C’est une question de point de vue, de choix de ce que l’on veut transmettre comme message.

Concernant les produits laitiers les recommandations sont assez proches, elles varient pour des raisons culturelles et sans doute pour des enjeux économiques[3].

Quant à la viande, c’est une question de choix. Ce que l’État décide de mettre en avant, la quantité de protéines ou un aspect plus global prenant également en compte l’apport en gras, le risque santé.

 

 

IV – Suède, Brésil, Fidji & Grèce : Les recommandations originales et pertinentes

Outre les faibles différences de fond, les guides mettent en générales en avant une seule qualité de groupe alimentaire, justifiant de leur position.
Pour les viandes, seul l’apport en protéine est parfois considéré, mettant ensemble poisson, viande rouge et volaille, alors que nous l’avons vu, les implications sont en réalités différentes.
Cette proposition est réductrice, et soyons honnête, ne paraît pas être un outil qui soit utilisé et que les individus peuvent d’approprier.

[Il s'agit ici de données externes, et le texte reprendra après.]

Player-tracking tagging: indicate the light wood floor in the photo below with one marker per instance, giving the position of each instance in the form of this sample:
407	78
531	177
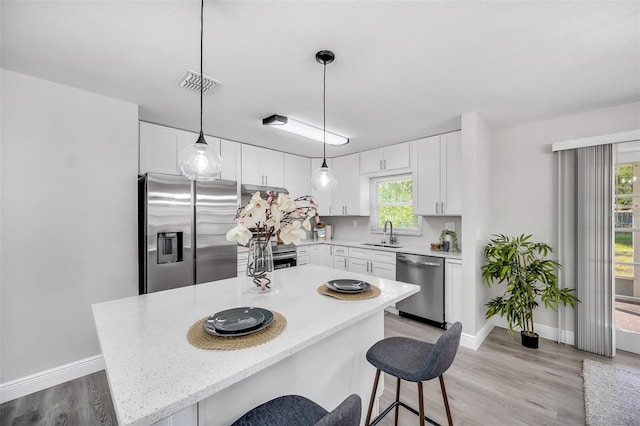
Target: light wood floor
82	402
502	383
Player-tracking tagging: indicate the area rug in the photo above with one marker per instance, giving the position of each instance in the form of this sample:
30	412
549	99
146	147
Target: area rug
611	394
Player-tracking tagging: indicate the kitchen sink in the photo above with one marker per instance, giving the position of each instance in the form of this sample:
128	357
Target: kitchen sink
382	245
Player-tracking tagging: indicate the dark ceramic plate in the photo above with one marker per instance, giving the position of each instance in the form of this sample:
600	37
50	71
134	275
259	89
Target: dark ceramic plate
238	321
348	286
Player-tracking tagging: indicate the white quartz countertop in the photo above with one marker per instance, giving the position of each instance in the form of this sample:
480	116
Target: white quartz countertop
154	372
408	248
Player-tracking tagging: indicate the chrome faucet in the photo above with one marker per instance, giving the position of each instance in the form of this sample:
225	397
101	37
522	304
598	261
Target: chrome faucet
392	238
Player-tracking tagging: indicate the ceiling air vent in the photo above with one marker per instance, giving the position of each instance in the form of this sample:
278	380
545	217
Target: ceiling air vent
191	81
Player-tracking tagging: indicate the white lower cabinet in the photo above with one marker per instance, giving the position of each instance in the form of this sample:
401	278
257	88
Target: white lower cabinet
186	417
452	290
321	254
341	258
302	255
377	263
243	256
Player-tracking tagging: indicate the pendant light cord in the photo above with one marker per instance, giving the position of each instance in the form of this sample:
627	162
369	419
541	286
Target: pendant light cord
201	49
324	113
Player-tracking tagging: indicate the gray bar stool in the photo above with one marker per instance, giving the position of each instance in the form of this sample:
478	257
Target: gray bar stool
414	361
292	410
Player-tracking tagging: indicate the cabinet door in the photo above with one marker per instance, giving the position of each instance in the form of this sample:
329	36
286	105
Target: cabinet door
231	160
327	255
251	173
371	161
383	270
323	198
346	200
426	195
297	175
341	263
451	190
397	157
159	149
272	167
452	290
360	266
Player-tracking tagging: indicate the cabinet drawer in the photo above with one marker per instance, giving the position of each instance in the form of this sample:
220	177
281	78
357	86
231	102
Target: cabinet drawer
374	255
340	251
358	253
383	256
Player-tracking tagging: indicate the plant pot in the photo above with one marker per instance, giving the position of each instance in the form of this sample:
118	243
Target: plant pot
529	341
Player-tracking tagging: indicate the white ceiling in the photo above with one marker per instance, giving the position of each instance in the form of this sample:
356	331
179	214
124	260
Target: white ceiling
403	69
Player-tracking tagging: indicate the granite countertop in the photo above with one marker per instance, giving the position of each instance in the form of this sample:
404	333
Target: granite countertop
154	372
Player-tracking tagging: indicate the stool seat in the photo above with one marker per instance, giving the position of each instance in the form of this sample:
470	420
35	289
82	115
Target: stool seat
291	410
402	357
416	361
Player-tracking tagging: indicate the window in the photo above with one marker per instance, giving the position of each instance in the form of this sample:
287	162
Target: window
392	199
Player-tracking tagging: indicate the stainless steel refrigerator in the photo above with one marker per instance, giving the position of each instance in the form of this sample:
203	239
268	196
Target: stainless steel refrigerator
181	231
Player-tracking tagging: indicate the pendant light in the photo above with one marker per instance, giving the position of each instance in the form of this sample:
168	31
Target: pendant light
324	179
200	161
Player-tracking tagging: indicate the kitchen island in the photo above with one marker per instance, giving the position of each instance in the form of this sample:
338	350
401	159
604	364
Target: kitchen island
154	372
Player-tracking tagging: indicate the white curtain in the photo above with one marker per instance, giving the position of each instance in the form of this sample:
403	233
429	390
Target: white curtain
585	205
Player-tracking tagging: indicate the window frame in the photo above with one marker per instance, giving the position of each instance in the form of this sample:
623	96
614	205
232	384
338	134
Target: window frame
374	207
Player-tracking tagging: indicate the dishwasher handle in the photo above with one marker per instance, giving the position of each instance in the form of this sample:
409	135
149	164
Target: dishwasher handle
415	262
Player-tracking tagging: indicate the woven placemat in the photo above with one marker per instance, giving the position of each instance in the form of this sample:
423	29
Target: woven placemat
203	340
369	294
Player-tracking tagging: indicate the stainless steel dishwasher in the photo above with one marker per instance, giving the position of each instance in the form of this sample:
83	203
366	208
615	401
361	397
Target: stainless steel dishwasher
427	272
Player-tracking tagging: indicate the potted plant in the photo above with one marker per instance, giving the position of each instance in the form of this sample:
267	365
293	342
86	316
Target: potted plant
522	265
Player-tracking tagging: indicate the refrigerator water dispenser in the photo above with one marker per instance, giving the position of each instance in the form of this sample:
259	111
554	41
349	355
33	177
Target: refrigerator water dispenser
169	247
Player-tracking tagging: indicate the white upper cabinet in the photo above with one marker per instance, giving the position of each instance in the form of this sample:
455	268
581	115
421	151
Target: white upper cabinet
160	148
389	158
297	175
347	195
437	187
262	166
231	160
323	198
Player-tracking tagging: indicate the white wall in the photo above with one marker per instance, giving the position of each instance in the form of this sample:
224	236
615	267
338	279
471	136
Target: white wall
475	208
68	224
524	175
431	229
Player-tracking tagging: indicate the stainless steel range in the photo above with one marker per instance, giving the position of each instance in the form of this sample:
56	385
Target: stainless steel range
284	256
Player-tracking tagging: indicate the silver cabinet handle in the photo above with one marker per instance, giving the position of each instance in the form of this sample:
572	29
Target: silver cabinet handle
414	262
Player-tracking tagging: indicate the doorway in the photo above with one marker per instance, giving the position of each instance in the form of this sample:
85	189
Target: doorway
627	247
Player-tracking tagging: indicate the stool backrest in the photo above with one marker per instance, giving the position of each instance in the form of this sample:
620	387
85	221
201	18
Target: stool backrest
443	353
346	414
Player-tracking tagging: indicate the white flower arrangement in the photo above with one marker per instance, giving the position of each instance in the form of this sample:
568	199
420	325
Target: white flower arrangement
278	212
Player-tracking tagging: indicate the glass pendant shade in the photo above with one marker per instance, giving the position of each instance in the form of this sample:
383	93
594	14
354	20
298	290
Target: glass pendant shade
323	179
200	161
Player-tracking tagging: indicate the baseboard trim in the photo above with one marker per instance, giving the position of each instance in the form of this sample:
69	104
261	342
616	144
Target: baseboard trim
545	331
475	341
45	379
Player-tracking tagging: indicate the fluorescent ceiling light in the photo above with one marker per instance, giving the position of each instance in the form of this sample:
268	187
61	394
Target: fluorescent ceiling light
303	129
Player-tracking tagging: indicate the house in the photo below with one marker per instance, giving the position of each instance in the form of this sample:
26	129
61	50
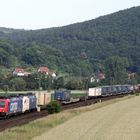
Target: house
20	72
44	70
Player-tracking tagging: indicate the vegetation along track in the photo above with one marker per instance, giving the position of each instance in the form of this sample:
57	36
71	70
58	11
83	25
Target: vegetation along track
28	117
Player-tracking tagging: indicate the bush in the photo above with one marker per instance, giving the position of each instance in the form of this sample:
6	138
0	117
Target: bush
137	94
53	107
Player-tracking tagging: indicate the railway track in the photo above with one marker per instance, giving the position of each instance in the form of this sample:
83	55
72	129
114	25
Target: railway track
28	117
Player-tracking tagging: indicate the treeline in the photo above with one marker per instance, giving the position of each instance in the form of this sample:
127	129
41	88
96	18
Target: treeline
79	49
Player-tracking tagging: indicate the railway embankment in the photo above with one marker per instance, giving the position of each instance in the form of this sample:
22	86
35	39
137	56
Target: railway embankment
47	124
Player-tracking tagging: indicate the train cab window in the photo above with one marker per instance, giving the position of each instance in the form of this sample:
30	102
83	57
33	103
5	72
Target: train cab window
2	104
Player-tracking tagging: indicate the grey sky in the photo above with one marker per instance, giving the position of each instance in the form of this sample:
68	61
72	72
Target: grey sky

Certains pays ont alors décidé de proposer d’autres recommandations, plus simples, plus pratiques :

La Suède propose des directions très simples. À l’inverse des autres recommandations, qui proposent des modèles d’organisation de repas de A à Z, la Suède sur la base des habitudes alimentaires des individus propose simplement des axes de modifications.

Suède


La Grèce
elle, propose un schéma du régime type méditerranéen qui correspond à la fois à leur culture et habitude alimentaire, et qui est reconnu comme protecteur vis-à-vis de la santé[4], même si certains points pourraient être discutés, notamment sur l’alcool.

Grèce

Les îles Fidji rajoutent l’alcool et la cigarette à éviter et oriente son discours sur le manger local, sur l’alimentation des enfants et sur des indications simples avant de parler de groupes alimentaires.

Fidji

 

 

Le Brésil propose une orientation similaire, dirigée sur le partage du repas, l’acte alimentaire (ne pas manger seul), sur la cuisine maison.

 

 

V – Conclusion : Y a-t-il une proposition meilleure qu’une autre ?

Clairement OUI.

Même si, sur le fond, les propositions française sont sans doute les plus en phase avec les avancés scientifiques, la forme et la méthode de diffusion n’est peut-être pas optimale. Une orientation comme celle du Brésil me parait, comme à d’autres observateurs comme Vox, la plus pertinente. Mettre l’accent sur le partage (le plaisir), l’environnement alimentaire (qui à une influence sur le type de repas consommé, la consommation calorique), la cuisine maison (aliment non transformé) est un message plus intéressant et sans doute plus porteur que de se fonder uniquement sur des groupes alimentaires. Cette façon de faire est extrêmement réductrice et diffuse l’idée qu’un aliment se réduit à une seule dimension, un apport en protéine, en calcium…  C’est une rationalisation de l’alimentation. Elle favorise la tendance orthorexique actuelle.
Les repères nutritionnels doivent se baser sur du bon sens, des sensations, des recettes, des moments de partage transmis et pas sur une construction rationnelle. Une orientation comme celle du Brésil propose de replacer l’alimentation sur la spontanéité, la cuisine et le partage et de ne pas entretenir le comptage de calories, l’obsession du poids, du sain et du malsain.

 

 

 

Notes & Bibliographie

[1] https://www.anses.fr/fr/system/files/NUT2012SA0103Ra-1.pdf

[2] http://www.fao.org/nutrition/education/food-dietary-guidelines/regions/en/

[3] Nestle, M. (2013). Food politics: How the food industry influences nutrition and health (Vol. 3). Univ of California Press.

[4] Estruch RRos ESalas-Salvadó JCovas MI, et al. Primary prevention of cardiovascular disease with a Mediterranean diet. N Engl J Med. 2013 Apr 4;368(14) :1279-90.